While it is certainly not the most fetching of outfits, she will wear it with pride – particularly the badge, which would be taken away by the college if she ever breached her contract with the Royal family.

“This is the same for any Norland nanny who is caught revealing information about their employers,” Mewes confirms.

When the Queen’s former nanny, Marion Crawford, published an account of her 16 years at the heart of the Royal family, she was frozen out immediately – not one of them ever spoke to “Crawfie” again, even though the contents of her book were relatively warm and innocuous.

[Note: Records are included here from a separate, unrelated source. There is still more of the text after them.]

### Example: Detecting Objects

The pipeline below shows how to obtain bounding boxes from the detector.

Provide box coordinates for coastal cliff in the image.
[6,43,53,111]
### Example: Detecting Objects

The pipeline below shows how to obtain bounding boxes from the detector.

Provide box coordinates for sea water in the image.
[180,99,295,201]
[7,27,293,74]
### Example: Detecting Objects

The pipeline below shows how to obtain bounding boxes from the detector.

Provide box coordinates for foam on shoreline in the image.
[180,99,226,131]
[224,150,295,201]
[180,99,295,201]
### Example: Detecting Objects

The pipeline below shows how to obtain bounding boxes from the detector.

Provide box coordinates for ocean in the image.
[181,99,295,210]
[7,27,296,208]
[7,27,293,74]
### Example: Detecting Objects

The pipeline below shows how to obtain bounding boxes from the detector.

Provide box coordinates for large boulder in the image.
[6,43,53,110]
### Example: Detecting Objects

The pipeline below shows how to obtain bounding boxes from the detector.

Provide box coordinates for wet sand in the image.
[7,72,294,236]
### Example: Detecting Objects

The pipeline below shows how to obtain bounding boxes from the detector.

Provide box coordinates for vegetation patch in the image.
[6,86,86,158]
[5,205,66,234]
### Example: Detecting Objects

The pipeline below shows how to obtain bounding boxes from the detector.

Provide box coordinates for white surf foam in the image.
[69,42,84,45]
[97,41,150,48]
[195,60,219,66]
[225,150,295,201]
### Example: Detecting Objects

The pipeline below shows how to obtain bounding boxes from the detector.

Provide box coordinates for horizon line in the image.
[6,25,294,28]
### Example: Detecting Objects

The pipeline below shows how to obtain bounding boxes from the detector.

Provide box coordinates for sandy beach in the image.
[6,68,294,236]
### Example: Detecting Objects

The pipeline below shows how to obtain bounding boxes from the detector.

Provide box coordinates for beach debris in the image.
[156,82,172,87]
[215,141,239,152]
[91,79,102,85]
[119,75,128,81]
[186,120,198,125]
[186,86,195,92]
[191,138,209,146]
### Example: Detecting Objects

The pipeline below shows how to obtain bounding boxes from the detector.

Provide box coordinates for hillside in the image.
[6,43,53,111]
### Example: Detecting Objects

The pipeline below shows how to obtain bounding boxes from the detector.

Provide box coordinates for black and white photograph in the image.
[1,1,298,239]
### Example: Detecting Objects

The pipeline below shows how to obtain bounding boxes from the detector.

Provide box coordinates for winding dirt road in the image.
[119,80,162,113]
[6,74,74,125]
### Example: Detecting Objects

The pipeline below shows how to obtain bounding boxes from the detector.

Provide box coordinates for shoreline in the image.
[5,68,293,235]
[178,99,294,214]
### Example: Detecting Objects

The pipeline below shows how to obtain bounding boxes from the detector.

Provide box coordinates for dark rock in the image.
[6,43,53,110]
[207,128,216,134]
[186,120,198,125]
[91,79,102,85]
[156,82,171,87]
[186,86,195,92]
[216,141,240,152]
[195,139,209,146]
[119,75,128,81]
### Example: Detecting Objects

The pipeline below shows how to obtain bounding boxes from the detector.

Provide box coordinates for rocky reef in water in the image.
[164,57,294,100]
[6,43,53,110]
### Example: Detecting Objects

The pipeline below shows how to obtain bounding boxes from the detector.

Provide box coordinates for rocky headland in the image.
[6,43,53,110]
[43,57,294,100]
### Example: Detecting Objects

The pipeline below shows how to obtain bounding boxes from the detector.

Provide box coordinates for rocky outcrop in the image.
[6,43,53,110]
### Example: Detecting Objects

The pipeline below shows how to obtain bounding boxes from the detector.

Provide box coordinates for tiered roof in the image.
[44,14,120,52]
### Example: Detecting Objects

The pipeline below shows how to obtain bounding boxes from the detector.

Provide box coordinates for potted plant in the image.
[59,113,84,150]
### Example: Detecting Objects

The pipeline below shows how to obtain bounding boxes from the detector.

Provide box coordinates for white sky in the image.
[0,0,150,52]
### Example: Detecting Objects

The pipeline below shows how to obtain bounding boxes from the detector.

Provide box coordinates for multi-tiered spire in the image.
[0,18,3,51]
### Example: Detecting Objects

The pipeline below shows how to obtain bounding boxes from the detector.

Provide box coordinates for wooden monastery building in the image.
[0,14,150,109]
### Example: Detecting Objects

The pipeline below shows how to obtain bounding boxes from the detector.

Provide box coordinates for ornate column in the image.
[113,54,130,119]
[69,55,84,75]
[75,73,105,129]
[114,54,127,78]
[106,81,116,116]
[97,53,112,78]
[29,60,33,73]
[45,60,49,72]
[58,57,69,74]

“I don’t care how lovely it is, it is unacceptable,” Mewes says firmly. “If the Queen agreed to that kind of book where would it stop? I’m sure she was used as an example to ensure no one else did it.”

A more real worry for Kate, however, is that Borrallo will leave. The thought of navigating daily life without her would likely be unthinkable. Most are lucky if their nanny stays for five or six years but Mewes suspects that Borrallo could remain with the Cambridges at least until Louis starts secondary school.

“The children will be her life and she will be happy with that,” Mewes says. “That is the badge we wear as Norland nannies.”